メキシコの薬用植物情報一覧
ハーブティー
-
シエラ産オレガノ(メキシコオレガノ)は、岩場に自生し、咳止めの温かいティーとして利用されます。また、胃の消化不良やガスにも効果があります。
ヤーバブエナ(スペアミント)は、胃や頭部を和らげ、出産時の痛み緩和にも用いられます。シナモン、クローブ、ナツメグと一緒に抽出すれば、二日酔い対策やガスの緩和に役立ちます。
ヤーバニス(メキシコマリーゴールドミント)は、南部メキシコで栽培され、胃や神経を落ち着かせ、風邪や二日酔いの症状を和らげるハーブティーです。チワワ州のタラフマラ族やハリスコ・ナヤリト州のウィチョル族の宗教儀式でも使用されています。
アルニカの葉から作るティーは、風邪の症状を緩和し、疲労回復に効果があります。
外用薬・アルコール抽出(インフュージョン)
-
多くのハーブは外傷の包帯やアルコールに浸した抽出液(インフュージョン)として利用されます。アルニカは、ティーだけでなく、外傷や打ち身の治療に使えるインフュージョンや湿布としても非常に汎用性があります。水で抽出したアルニカのインフュージョンは、潰瘍や開放創の洗浄に適しています。
メキシコ産サヴィラ(アロエベラ)は、やけど、切り傷、擦り傷などの皮膚トラブルに広く利用され、世界的に評価されています。葉のジェルは直接湿布として使用でき、内部疾患にはアルコール抽出したインフュージョンが用いられます。
料理への薬用植物活用例
-
スペインリンク(SpanishLink.org)によれば、メキシコの日常料理では5,000種以上の薬用植物が使用されています。代表的な例を以下に紹介します。

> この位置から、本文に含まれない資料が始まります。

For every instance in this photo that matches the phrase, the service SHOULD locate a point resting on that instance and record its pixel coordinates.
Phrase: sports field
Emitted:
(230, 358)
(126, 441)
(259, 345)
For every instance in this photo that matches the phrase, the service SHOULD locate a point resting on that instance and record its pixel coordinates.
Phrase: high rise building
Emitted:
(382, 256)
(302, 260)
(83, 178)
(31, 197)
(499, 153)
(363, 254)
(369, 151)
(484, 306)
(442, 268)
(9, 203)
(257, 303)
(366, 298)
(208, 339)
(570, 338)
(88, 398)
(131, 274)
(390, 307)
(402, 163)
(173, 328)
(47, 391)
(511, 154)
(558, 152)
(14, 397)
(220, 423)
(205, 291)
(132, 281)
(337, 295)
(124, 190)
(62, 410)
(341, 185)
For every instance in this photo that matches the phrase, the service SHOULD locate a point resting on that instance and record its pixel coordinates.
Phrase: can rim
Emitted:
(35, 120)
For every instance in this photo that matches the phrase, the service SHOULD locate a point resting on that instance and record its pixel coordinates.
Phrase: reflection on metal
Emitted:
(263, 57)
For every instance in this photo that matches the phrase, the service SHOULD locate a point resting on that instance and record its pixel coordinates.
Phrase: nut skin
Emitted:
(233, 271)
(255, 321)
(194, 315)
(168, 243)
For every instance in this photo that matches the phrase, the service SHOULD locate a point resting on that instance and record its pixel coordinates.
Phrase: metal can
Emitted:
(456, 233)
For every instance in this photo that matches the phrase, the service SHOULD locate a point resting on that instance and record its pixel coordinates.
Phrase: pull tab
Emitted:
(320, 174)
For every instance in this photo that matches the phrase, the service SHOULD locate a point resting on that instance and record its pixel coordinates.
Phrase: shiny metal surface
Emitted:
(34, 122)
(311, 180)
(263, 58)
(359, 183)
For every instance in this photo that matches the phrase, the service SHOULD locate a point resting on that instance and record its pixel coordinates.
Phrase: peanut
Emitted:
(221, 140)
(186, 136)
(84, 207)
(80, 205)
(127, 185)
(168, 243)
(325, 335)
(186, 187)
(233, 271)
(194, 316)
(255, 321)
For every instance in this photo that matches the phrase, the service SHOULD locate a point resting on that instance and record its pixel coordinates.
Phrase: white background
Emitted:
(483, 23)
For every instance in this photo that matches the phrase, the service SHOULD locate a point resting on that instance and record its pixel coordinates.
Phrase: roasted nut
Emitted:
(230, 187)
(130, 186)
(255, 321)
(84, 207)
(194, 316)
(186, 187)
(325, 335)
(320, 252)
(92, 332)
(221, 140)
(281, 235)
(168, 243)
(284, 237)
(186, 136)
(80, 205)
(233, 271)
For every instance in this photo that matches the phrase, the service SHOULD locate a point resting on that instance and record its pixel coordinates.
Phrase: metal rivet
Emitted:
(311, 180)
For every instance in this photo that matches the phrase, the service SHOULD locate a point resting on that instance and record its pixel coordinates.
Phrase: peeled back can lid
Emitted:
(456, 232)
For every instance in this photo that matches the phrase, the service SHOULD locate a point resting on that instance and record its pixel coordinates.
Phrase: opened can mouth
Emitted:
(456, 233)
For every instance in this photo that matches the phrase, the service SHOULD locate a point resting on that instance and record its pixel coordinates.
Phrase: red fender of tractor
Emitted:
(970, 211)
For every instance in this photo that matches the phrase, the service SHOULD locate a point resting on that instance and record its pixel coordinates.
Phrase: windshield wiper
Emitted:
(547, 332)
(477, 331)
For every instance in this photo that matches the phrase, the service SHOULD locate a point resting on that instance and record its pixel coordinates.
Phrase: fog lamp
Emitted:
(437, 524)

- シラントロ(コリアンダー):料理の風味付けに加え、胃の調子を整え、心臓を強化するトニックとしても働きます。シチュー、スープ、ソースに頻繁に使用されます。
- ローズマリー(ロメロ):新鮮な葉を魚介類の付け合わせとして調理し、香りと抗酸化作用を提供します。
- エパゾテ(エパゾテの葉):トルティーヤやケサディーヤに加えて風味を高め、寄生虫駆除効果があります。
- サボテン(オプンティア):厚い葉は卵料理やサラダに利用され、コレステロールと血糖値のコントロールに効果的です。